Однако все эти писательские трюки хороши для одноразового использования. А если говорить о более общих параметрах, то в категории начал, о которой сейчас идет речь, должен сразу слышаться авторский голос, побуждающий нас читать дальше. Почти антиприглашающими, но, безусловно, завлекающими являются знаменитые первые фразы романа «Над пропастью во ржи»:
«Если вам на самом деле хочется услышать эту историю, вы, наверно, прежде всего захотите узнать, где я родился, как провел свое дурацкое детство, что делали мои родители до моего рождения, — словом, всю эту давид-копперфилдовскую муть. Но, по правде говоря, мне неохота в этом копаться. Во-первых, скучно, а во-вторых, у моих предков, наверно, случилось бы по два инфаркта на брата, если б я стал болтать про их личные дела».

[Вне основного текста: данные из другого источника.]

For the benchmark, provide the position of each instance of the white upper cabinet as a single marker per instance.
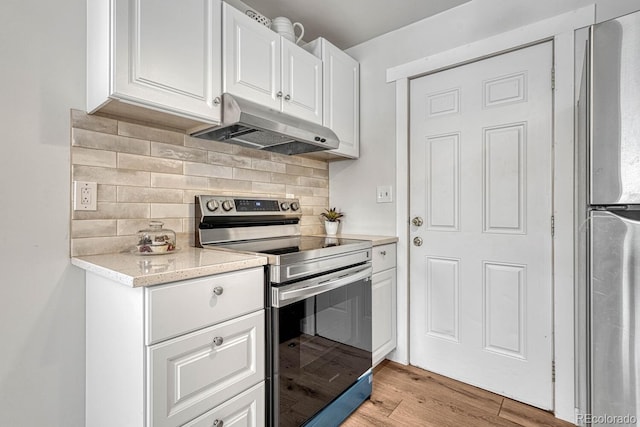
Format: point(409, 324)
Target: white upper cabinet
point(263, 67)
point(160, 55)
point(341, 96)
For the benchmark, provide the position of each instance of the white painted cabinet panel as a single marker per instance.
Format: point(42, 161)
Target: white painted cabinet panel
point(384, 286)
point(157, 54)
point(340, 95)
point(181, 307)
point(301, 83)
point(245, 410)
point(263, 67)
point(195, 372)
point(251, 59)
point(174, 381)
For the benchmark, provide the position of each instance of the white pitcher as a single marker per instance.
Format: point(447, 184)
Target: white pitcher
point(286, 29)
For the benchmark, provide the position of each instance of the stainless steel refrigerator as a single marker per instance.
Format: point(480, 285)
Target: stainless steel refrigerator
point(611, 118)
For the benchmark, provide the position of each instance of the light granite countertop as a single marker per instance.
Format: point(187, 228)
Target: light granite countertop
point(375, 240)
point(187, 263)
point(147, 270)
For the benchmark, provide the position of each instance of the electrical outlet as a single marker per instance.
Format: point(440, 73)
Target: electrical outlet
point(383, 194)
point(85, 196)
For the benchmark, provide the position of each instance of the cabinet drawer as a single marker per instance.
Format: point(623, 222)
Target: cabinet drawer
point(384, 257)
point(246, 409)
point(194, 373)
point(186, 306)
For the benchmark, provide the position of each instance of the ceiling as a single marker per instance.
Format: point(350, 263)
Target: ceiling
point(346, 23)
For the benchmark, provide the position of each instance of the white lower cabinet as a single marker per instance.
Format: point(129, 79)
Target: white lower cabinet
point(145, 371)
point(191, 374)
point(244, 410)
point(384, 301)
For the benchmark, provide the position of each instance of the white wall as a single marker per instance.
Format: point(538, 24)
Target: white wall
point(462, 26)
point(353, 183)
point(42, 51)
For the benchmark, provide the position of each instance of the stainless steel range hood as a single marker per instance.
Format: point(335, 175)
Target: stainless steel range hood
point(255, 126)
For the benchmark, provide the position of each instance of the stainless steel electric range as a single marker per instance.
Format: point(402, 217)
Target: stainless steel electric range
point(318, 306)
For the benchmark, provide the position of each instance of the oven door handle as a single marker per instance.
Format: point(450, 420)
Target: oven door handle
point(289, 294)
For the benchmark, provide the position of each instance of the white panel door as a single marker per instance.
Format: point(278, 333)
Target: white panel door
point(301, 83)
point(251, 55)
point(168, 55)
point(481, 180)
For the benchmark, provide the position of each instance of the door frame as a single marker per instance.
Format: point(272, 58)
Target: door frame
point(561, 30)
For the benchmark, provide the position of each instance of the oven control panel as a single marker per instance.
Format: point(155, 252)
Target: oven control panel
point(230, 205)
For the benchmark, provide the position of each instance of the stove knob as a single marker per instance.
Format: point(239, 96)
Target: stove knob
point(212, 205)
point(227, 205)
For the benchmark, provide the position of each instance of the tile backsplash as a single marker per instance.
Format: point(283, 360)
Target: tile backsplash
point(144, 173)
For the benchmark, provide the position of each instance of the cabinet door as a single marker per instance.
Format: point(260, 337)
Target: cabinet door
point(251, 55)
point(384, 314)
point(194, 373)
point(301, 83)
point(168, 54)
point(244, 410)
point(342, 99)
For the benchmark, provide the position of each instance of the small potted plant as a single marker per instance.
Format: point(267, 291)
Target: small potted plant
point(331, 220)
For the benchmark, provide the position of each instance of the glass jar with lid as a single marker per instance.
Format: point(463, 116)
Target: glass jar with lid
point(155, 239)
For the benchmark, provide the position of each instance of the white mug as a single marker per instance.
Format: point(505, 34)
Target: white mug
point(286, 29)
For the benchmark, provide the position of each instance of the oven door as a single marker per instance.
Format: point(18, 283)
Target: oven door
point(321, 341)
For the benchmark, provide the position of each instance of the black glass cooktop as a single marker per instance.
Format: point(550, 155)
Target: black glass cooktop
point(288, 245)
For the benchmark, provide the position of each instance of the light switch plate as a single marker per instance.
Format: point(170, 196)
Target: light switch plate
point(384, 194)
point(85, 196)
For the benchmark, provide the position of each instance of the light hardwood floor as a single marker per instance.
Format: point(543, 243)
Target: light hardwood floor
point(409, 396)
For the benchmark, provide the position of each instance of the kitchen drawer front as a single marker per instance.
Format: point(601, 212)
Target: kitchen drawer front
point(192, 374)
point(384, 257)
point(244, 410)
point(186, 306)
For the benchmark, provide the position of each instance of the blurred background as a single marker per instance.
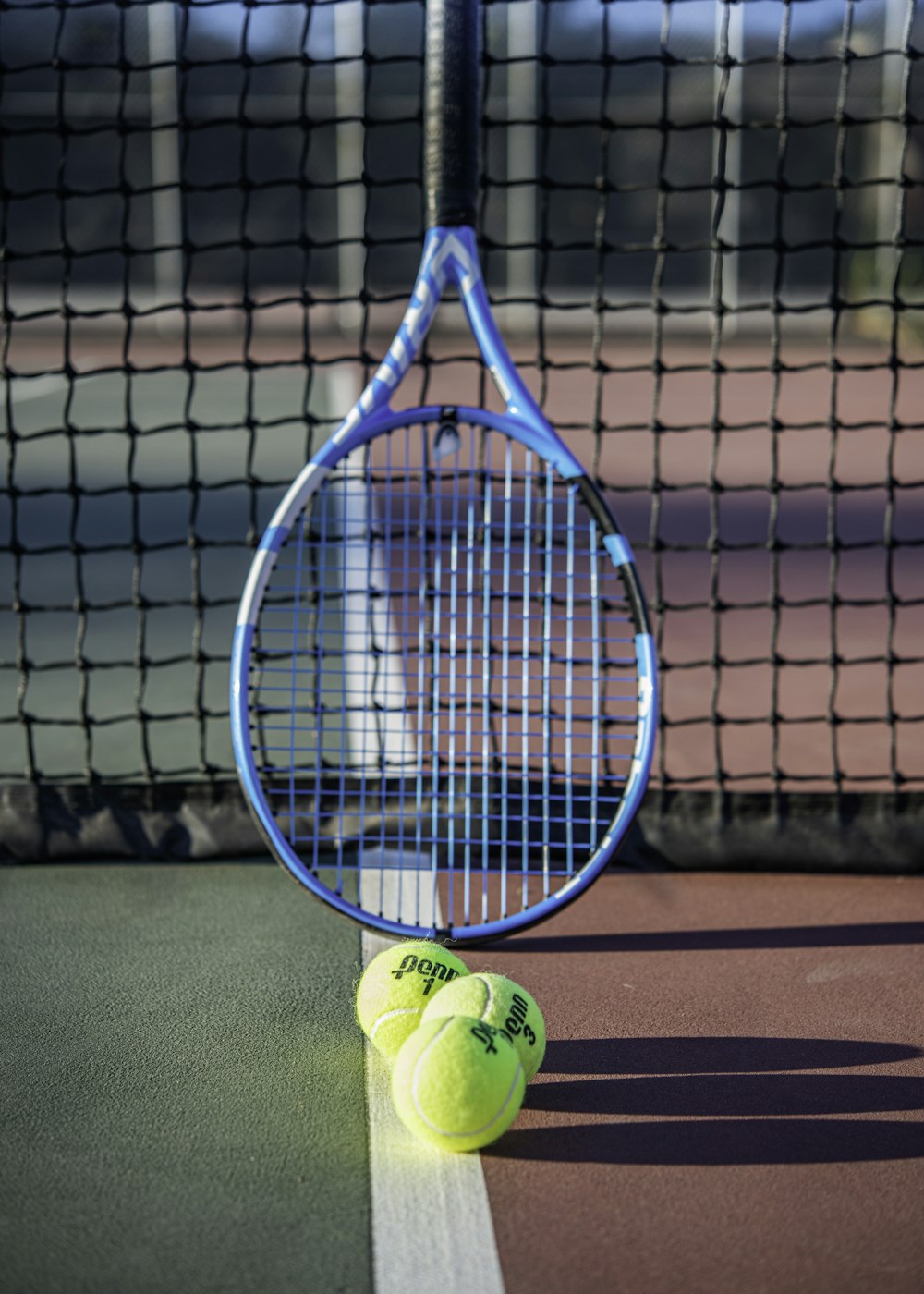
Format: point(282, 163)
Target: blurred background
point(701, 226)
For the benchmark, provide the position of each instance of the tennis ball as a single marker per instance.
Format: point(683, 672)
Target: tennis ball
point(501, 1003)
point(457, 1083)
point(397, 985)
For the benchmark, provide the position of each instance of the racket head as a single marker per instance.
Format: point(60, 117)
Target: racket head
point(443, 678)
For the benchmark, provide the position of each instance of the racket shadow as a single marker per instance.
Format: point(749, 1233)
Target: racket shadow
point(659, 1056)
point(716, 1141)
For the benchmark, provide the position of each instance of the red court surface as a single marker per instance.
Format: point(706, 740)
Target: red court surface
point(733, 1099)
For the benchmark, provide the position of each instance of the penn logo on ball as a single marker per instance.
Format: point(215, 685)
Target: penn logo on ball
point(457, 1083)
point(501, 1003)
point(397, 985)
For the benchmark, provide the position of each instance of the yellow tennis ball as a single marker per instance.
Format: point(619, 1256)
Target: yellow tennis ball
point(457, 1083)
point(501, 1003)
point(397, 985)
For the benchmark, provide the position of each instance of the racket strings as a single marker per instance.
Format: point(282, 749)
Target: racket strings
point(445, 673)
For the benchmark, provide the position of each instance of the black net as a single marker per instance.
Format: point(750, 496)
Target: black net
point(703, 232)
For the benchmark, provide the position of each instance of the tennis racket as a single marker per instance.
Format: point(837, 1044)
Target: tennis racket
point(443, 681)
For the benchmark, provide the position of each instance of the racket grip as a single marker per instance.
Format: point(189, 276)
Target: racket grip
point(452, 112)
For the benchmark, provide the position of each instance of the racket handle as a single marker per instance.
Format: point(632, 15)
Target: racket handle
point(452, 112)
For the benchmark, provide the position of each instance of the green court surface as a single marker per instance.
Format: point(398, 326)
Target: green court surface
point(183, 1086)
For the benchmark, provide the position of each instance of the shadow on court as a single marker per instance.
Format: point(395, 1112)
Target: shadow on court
point(717, 1141)
point(863, 934)
point(742, 1096)
point(716, 1056)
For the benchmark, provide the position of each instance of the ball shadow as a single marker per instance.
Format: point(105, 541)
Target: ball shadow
point(716, 1141)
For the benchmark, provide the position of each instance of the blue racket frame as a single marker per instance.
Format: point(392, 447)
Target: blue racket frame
point(449, 259)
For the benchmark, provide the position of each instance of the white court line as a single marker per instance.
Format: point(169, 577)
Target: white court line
point(432, 1219)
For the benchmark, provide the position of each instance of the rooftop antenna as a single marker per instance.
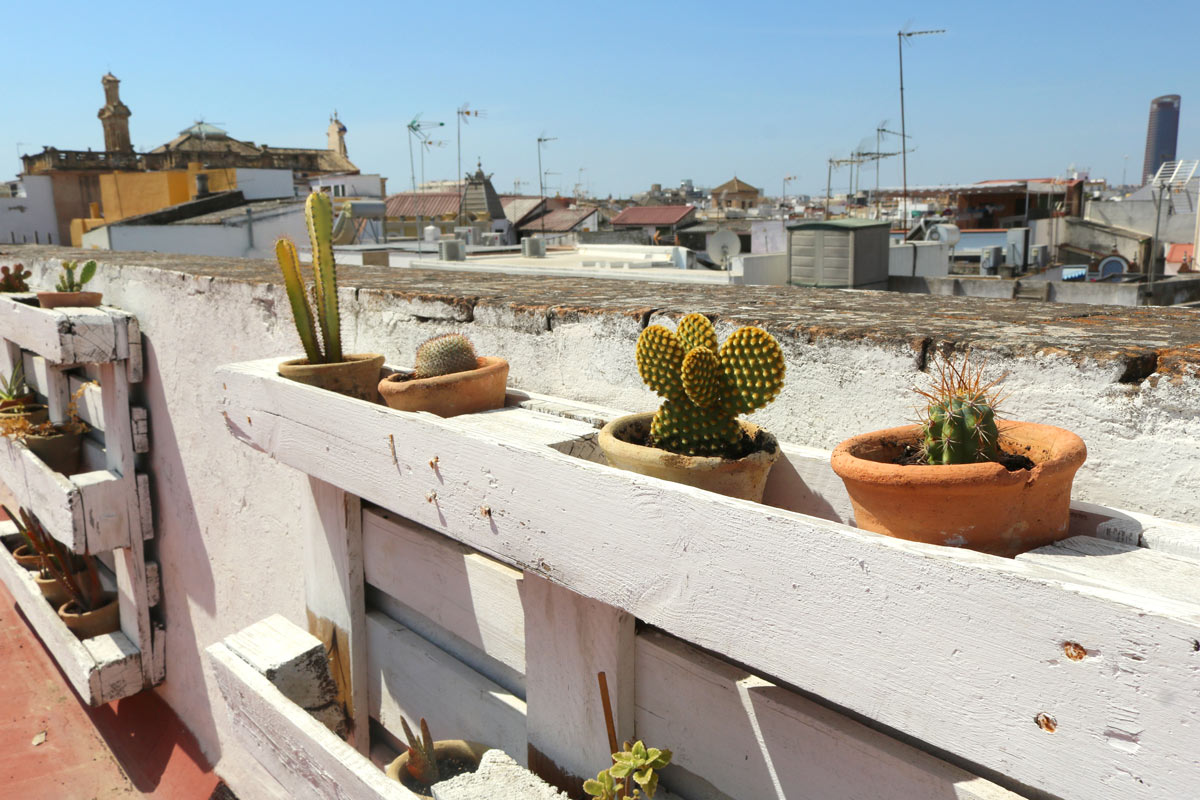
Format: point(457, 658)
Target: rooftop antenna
point(901, 37)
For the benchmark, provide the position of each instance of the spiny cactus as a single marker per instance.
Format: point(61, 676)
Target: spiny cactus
point(443, 355)
point(959, 422)
point(15, 280)
point(319, 215)
point(703, 388)
point(67, 282)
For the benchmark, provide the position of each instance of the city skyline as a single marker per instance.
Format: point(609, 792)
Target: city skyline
point(631, 100)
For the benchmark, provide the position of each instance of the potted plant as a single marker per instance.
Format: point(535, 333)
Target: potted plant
point(448, 379)
point(69, 293)
point(426, 762)
point(357, 376)
point(960, 477)
point(695, 437)
point(13, 280)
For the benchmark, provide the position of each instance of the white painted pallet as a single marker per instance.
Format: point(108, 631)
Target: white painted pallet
point(953, 648)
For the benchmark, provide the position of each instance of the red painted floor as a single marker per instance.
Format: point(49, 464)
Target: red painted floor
point(135, 747)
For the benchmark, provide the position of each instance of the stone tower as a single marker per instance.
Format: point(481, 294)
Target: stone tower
point(114, 116)
point(336, 134)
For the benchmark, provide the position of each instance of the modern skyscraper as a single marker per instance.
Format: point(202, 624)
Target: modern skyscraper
point(1162, 134)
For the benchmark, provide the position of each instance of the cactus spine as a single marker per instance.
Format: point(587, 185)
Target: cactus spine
point(443, 355)
point(319, 216)
point(959, 425)
point(706, 388)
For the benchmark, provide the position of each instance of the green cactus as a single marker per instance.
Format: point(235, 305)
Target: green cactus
point(706, 389)
point(67, 282)
point(443, 355)
point(959, 422)
point(319, 216)
point(15, 280)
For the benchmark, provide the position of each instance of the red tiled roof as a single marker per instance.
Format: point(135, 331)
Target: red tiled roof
point(427, 204)
point(653, 215)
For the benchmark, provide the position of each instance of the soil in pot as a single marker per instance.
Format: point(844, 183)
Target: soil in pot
point(358, 376)
point(69, 299)
point(105, 619)
point(623, 443)
point(459, 392)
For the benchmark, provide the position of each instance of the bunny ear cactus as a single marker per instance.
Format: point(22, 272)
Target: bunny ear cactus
point(959, 425)
point(319, 217)
point(706, 388)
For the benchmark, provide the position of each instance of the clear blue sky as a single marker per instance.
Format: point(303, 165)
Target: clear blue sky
point(635, 92)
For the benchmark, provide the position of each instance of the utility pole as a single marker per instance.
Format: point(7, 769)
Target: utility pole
point(900, 38)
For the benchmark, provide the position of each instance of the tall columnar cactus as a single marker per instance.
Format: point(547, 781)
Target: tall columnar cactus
point(319, 215)
point(706, 388)
point(959, 425)
point(443, 355)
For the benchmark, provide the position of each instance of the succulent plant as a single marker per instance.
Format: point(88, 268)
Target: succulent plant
point(959, 422)
point(67, 281)
point(706, 388)
point(15, 280)
point(319, 215)
point(443, 355)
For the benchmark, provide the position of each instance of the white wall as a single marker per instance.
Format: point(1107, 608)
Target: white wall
point(31, 217)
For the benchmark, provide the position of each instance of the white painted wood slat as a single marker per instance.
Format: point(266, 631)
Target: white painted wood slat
point(954, 648)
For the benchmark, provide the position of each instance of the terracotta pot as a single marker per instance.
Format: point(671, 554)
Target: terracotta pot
point(60, 452)
point(69, 299)
point(105, 619)
point(461, 749)
point(460, 392)
point(742, 477)
point(35, 413)
point(358, 376)
point(981, 506)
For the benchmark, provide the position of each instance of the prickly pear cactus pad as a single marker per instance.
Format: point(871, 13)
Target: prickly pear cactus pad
point(706, 388)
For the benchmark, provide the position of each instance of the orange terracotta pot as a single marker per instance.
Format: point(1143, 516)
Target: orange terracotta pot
point(981, 506)
point(460, 392)
point(69, 299)
point(736, 477)
point(355, 377)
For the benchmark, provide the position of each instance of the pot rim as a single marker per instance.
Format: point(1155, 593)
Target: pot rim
point(1067, 450)
point(609, 441)
point(485, 365)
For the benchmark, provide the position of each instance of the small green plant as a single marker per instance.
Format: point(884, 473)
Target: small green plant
point(636, 764)
point(423, 763)
point(67, 281)
point(959, 422)
point(319, 215)
point(443, 355)
point(706, 388)
point(15, 280)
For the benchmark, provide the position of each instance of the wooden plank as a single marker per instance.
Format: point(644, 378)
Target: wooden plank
point(409, 677)
point(569, 638)
point(754, 740)
point(334, 597)
point(303, 755)
point(473, 596)
point(797, 599)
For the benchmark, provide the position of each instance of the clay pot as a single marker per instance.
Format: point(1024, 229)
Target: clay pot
point(60, 452)
point(742, 477)
point(460, 392)
point(981, 506)
point(69, 299)
point(105, 619)
point(358, 376)
point(460, 749)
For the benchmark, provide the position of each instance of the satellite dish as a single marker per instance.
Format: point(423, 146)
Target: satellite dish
point(724, 246)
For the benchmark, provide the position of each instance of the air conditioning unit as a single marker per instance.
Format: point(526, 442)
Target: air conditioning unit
point(533, 247)
point(451, 251)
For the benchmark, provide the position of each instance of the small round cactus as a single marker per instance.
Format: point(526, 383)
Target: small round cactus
point(443, 355)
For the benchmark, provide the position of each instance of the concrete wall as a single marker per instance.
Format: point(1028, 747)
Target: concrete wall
point(31, 217)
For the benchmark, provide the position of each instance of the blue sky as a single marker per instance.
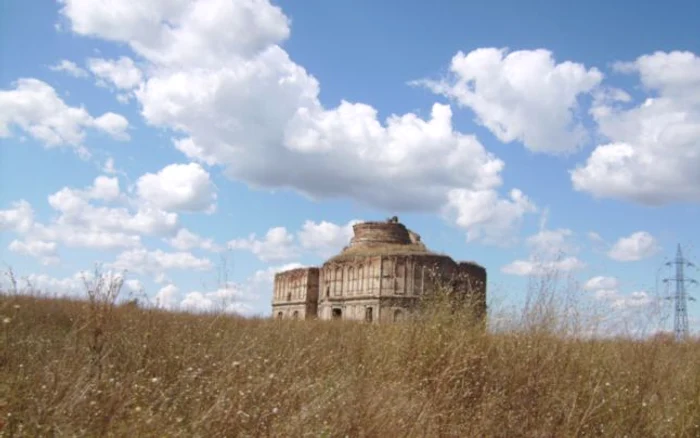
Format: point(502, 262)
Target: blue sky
point(161, 137)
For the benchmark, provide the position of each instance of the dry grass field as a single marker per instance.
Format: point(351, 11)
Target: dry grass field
point(93, 368)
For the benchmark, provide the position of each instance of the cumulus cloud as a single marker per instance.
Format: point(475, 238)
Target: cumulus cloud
point(70, 68)
point(34, 107)
point(487, 217)
point(637, 246)
point(523, 96)
point(179, 187)
point(45, 252)
point(652, 151)
point(321, 239)
point(81, 222)
point(607, 290)
point(534, 267)
point(122, 72)
point(214, 66)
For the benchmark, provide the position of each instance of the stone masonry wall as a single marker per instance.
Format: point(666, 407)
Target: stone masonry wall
point(296, 293)
point(369, 233)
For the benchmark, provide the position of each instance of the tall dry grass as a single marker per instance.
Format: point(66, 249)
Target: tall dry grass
point(95, 368)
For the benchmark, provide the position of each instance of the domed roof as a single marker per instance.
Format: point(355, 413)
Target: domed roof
point(383, 238)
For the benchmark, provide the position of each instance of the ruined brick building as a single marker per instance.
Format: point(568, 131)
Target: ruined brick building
point(379, 276)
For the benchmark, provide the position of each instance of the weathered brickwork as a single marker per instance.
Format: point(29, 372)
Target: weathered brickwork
point(379, 276)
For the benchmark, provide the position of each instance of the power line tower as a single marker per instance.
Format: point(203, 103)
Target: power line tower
point(680, 320)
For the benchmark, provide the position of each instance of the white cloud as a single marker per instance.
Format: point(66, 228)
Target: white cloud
point(34, 107)
point(157, 262)
point(214, 66)
point(653, 149)
point(82, 224)
point(70, 68)
point(325, 238)
point(637, 246)
point(186, 240)
point(252, 297)
point(76, 210)
point(45, 252)
point(177, 33)
point(179, 187)
point(601, 282)
point(538, 268)
point(487, 217)
point(523, 95)
point(278, 244)
point(122, 72)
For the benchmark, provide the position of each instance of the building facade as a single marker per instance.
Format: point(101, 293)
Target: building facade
point(379, 276)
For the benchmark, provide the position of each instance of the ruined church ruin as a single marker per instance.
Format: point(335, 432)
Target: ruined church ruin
point(379, 276)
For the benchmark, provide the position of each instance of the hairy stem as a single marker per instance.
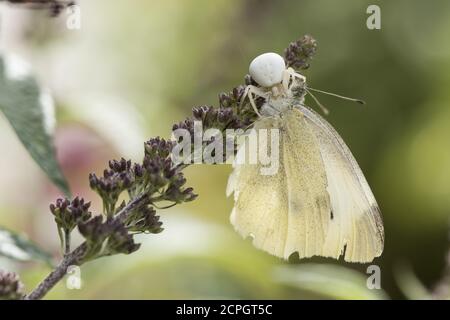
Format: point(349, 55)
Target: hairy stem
point(56, 275)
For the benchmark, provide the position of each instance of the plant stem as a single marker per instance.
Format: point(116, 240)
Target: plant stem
point(66, 242)
point(56, 275)
point(75, 257)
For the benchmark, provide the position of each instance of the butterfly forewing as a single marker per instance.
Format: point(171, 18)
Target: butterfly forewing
point(318, 202)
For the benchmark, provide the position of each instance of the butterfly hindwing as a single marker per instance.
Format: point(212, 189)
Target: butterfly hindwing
point(356, 224)
point(289, 211)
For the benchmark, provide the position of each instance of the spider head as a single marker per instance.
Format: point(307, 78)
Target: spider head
point(267, 69)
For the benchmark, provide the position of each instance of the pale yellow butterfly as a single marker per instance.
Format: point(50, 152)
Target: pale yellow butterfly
point(318, 203)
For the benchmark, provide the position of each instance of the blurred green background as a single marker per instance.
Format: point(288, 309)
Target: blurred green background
point(136, 67)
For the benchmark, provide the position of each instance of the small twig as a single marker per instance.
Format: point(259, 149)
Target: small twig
point(76, 256)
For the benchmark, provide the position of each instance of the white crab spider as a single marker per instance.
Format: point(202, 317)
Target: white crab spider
point(275, 80)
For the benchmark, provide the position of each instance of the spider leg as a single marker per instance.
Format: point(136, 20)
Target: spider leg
point(293, 75)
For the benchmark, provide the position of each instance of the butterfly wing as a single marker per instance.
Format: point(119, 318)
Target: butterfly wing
point(289, 211)
point(356, 224)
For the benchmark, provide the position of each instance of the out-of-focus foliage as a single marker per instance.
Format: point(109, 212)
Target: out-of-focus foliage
point(17, 247)
point(136, 68)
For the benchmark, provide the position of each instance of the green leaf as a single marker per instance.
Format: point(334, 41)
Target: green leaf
point(30, 112)
point(328, 281)
point(19, 248)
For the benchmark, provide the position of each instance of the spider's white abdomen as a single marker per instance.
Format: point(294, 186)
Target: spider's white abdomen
point(267, 69)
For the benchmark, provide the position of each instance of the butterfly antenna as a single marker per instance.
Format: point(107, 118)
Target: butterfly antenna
point(324, 110)
point(338, 96)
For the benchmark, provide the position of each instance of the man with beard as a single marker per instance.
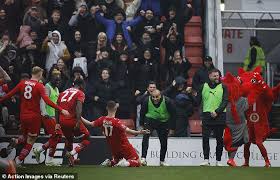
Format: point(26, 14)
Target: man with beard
point(201, 75)
point(157, 113)
point(213, 97)
point(48, 120)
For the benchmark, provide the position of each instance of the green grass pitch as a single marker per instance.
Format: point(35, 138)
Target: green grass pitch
point(160, 173)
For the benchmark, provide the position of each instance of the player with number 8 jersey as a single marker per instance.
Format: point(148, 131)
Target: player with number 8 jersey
point(30, 92)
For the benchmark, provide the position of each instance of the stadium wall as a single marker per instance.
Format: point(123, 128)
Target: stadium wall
point(181, 152)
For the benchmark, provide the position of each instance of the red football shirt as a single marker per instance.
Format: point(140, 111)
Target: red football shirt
point(115, 133)
point(68, 99)
point(30, 92)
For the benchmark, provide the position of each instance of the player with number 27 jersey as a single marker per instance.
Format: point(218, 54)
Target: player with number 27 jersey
point(115, 133)
point(67, 100)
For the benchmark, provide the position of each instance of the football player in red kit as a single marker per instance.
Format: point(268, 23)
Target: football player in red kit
point(31, 91)
point(122, 151)
point(72, 99)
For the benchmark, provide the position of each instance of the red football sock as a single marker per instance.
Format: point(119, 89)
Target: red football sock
point(263, 151)
point(114, 162)
point(53, 141)
point(134, 163)
point(21, 140)
point(82, 146)
point(46, 145)
point(247, 152)
point(25, 151)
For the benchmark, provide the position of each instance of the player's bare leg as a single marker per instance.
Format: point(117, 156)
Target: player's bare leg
point(246, 154)
point(12, 144)
point(231, 155)
point(55, 138)
point(69, 147)
point(8, 165)
point(51, 145)
point(31, 138)
point(264, 153)
point(128, 163)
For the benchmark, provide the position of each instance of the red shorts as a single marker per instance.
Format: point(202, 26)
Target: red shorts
point(30, 125)
point(258, 132)
point(67, 127)
point(129, 153)
point(49, 126)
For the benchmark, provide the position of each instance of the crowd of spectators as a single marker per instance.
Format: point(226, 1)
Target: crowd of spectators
point(113, 44)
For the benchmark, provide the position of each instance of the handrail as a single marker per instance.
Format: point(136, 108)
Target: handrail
point(257, 12)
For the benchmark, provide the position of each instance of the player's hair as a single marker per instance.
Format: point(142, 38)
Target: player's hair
point(56, 11)
point(151, 82)
point(36, 70)
point(79, 82)
point(214, 70)
point(111, 105)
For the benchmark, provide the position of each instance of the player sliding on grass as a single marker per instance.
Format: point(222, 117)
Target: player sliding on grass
point(123, 153)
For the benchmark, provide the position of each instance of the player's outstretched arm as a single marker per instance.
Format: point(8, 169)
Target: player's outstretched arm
point(133, 132)
point(86, 122)
point(11, 93)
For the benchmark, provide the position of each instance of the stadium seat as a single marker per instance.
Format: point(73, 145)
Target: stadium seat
point(195, 61)
point(193, 30)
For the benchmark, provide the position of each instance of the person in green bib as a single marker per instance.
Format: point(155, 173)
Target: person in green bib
point(157, 113)
point(49, 122)
point(255, 56)
point(213, 97)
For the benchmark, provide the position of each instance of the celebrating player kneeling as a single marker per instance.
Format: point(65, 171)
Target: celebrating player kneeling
point(123, 153)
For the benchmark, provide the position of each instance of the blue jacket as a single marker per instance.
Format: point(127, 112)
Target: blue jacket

Тон романа, его голос определяется мгновенно: это дерзкий, противящийся всему общепринятому, упрямый подросток in excelsis — и притом очень смешной (хотя сам рассказчик этого и не осознает).
Я мог бы привести для этой третьей категории еще много других примеров — «Скарамуша» Сабатини («Он появился на свет с обостренным чувством смешного и врожденным ощущением того, что мир безумен…»), «Ребекку» Дафны дю Морье («Прошлой ночью мне приснилось, что я вернулась в Мандерли…») или «Лолиту» Набокова, начало которой я считаю едва ли не образцом завлекающего тона:
«Лолита, свет моей жизни, огонь моих чресел. Грех мой, душа моя. Ло-ли-та: кончик языка совершает путь в три шажка вниз по нёбу, чтобы на третьем толкнуться о зубы. Ло. Ли. Та.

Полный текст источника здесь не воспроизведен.